# Can you weld in Pacesetter headers using stock midpipes?



## justin-branam (Oct 31, 2008)

i want to keep my cats, and was wondering if i could just get the headers, and have them welded directly up to my stock exhaust or do i have to buy new mid pipes? if i need new mid pipes, are there any with cats that will work with the pacesetters? thanks.

....and yes, i tried the search button a few times before writing this with no success.


----------



## mikes06goat (Jan 13, 2009)

just buy shorties instead of long tubes and they should bolt directly up to your stock exhaust. I believe JBA or edelbrock will work perfect.
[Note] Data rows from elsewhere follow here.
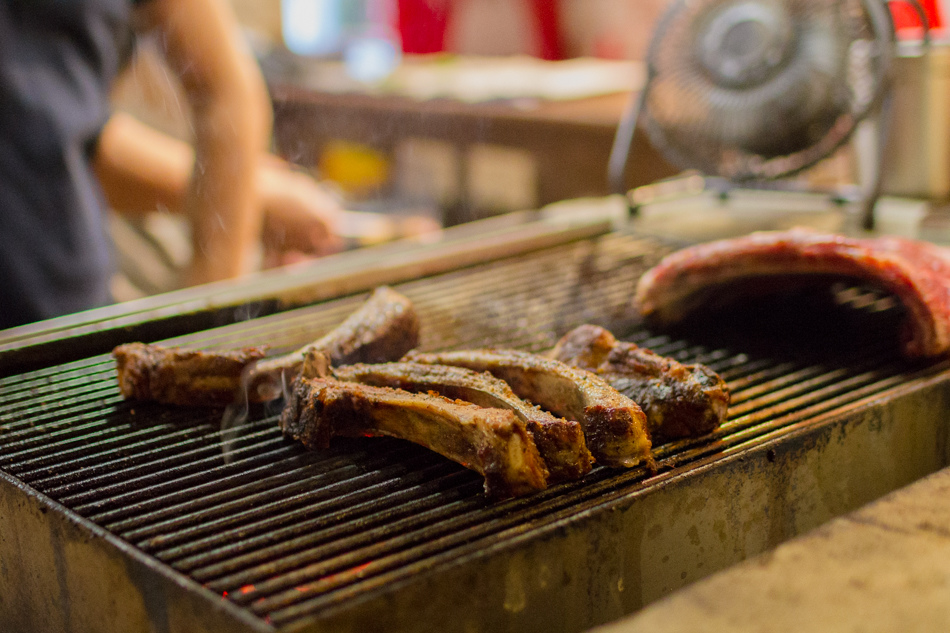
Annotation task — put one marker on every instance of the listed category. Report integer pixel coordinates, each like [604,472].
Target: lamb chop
[678,400]
[560,442]
[384,328]
[493,442]
[916,273]
[614,426]
[181,376]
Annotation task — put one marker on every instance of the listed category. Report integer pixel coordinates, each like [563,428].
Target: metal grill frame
[627,541]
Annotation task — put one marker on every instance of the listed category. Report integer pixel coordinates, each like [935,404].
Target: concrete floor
[885,567]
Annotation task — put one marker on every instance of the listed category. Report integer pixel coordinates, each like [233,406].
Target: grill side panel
[591,568]
[379,533]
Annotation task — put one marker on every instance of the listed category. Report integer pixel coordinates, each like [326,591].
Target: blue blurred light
[311,27]
[371,58]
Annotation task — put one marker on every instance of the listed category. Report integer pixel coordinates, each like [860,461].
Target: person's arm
[142,169]
[232,123]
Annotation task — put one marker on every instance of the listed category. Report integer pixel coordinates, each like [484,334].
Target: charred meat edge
[679,400]
[492,442]
[614,426]
[384,328]
[181,376]
[917,273]
[561,442]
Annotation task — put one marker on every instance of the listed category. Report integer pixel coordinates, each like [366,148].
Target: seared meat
[614,426]
[493,442]
[917,273]
[180,376]
[383,328]
[678,400]
[561,442]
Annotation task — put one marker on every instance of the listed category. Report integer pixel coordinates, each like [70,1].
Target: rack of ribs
[678,400]
[492,442]
[916,273]
[384,328]
[614,426]
[560,442]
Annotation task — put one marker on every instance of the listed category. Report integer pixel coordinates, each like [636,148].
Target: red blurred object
[422,25]
[549,28]
[907,20]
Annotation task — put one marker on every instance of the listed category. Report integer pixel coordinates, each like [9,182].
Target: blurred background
[421,114]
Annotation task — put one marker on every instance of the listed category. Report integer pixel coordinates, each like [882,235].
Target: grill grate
[287,533]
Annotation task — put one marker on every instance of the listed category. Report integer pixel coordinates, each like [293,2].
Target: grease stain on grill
[286,533]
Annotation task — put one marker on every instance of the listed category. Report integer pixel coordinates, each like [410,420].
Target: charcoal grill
[119,516]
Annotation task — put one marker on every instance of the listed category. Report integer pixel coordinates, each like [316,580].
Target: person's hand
[300,216]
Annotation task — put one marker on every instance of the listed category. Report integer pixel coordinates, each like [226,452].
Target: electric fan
[750,91]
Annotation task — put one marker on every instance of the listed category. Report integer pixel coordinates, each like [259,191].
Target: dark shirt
[58,59]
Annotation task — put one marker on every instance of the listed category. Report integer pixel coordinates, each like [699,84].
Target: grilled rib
[493,442]
[917,273]
[181,376]
[560,442]
[678,400]
[614,426]
[384,328]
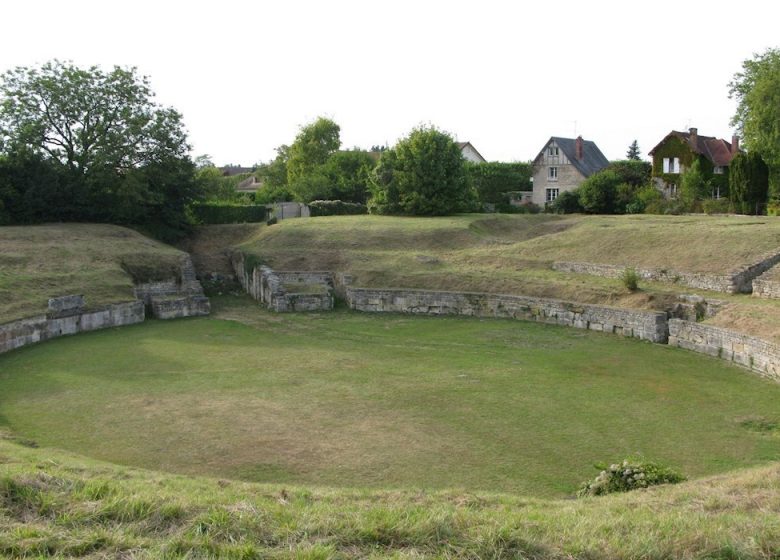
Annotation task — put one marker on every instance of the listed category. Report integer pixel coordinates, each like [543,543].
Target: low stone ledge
[644,325]
[177,307]
[37,329]
[769,289]
[759,355]
[736,281]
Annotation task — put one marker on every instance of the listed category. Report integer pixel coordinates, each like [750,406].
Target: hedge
[225,213]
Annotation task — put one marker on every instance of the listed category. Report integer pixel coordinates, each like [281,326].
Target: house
[677,152]
[470,153]
[562,165]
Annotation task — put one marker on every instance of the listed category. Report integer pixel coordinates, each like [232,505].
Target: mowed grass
[54,504]
[513,254]
[384,401]
[40,262]
[686,243]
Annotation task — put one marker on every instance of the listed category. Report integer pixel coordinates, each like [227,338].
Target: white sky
[504,75]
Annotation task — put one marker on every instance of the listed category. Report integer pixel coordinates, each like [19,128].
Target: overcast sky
[504,75]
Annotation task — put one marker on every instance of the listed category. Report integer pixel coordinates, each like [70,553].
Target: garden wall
[72,320]
[736,281]
[286,291]
[645,325]
[759,355]
[766,288]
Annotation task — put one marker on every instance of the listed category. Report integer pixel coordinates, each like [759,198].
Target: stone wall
[175,297]
[176,307]
[54,324]
[279,290]
[766,288]
[645,325]
[736,281]
[758,355]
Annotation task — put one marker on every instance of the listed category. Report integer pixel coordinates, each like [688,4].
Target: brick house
[470,153]
[677,152]
[562,165]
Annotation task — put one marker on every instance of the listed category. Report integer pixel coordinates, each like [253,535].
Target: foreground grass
[384,401]
[39,262]
[53,504]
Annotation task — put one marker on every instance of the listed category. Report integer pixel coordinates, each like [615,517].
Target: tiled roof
[592,158]
[717,150]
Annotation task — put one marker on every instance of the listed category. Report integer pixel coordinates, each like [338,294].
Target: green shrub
[226,213]
[568,202]
[719,206]
[630,279]
[336,208]
[631,474]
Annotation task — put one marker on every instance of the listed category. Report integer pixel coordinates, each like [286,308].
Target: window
[671,165]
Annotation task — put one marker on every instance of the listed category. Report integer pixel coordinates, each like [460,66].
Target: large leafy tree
[117,154]
[312,148]
[424,174]
[748,182]
[757,90]
[633,152]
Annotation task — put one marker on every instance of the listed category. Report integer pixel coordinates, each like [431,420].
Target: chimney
[578,151]
[694,137]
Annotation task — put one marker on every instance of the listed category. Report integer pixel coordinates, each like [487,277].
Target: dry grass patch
[39,262]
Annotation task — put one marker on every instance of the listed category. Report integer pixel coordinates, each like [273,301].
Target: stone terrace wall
[735,281]
[268,287]
[44,327]
[176,297]
[645,325]
[176,307]
[766,288]
[759,355]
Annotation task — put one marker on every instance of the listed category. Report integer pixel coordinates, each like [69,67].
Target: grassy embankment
[97,260]
[346,399]
[53,504]
[513,254]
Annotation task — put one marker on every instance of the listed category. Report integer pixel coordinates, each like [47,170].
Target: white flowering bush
[631,474]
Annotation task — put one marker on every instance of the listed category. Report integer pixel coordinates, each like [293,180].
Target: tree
[748,182]
[693,186]
[633,151]
[108,144]
[312,148]
[424,174]
[757,90]
[598,192]
[348,175]
[492,180]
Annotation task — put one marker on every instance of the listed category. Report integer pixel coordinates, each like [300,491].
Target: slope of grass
[39,262]
[699,243]
[53,504]
[383,401]
[513,254]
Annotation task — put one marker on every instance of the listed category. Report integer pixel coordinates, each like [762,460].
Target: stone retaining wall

If you want to go pacesetter long tubes the midpipes are pretty reasonable from marylandspeed.com


----------



## alsgto04 (Nov 21, 2007)

The JBA's do bolt on directly. Hope this helps.


----------



## mikes06goat (Jan 13, 2009)

What do you think of the OBX racing shorties? They are pretty ugly but stainless and about half the price of JBA.


----------



## svede1212 (Nov 1, 2005)

have a muffler shop mod your mids. if you can find a good gearhead group of guys they'll do it fairly inexpensively. i had my SLP LT's collectors modded with 3 bolt flanges as well as the stock modified mids to mate up which makes them easy to take apart.


----------



## justin-branam (Oct 31, 2008)

svede1212 said:


> have a muffler shop mod your mids. if you can find a good gearhead group of guys they'll do it fairly inexpensively. i had my SLP LT's collectors modded with 3 bolt flanges as well as the stock modified mids to mate up which makes them easy to take apart.



Awesome. Thanks!


----------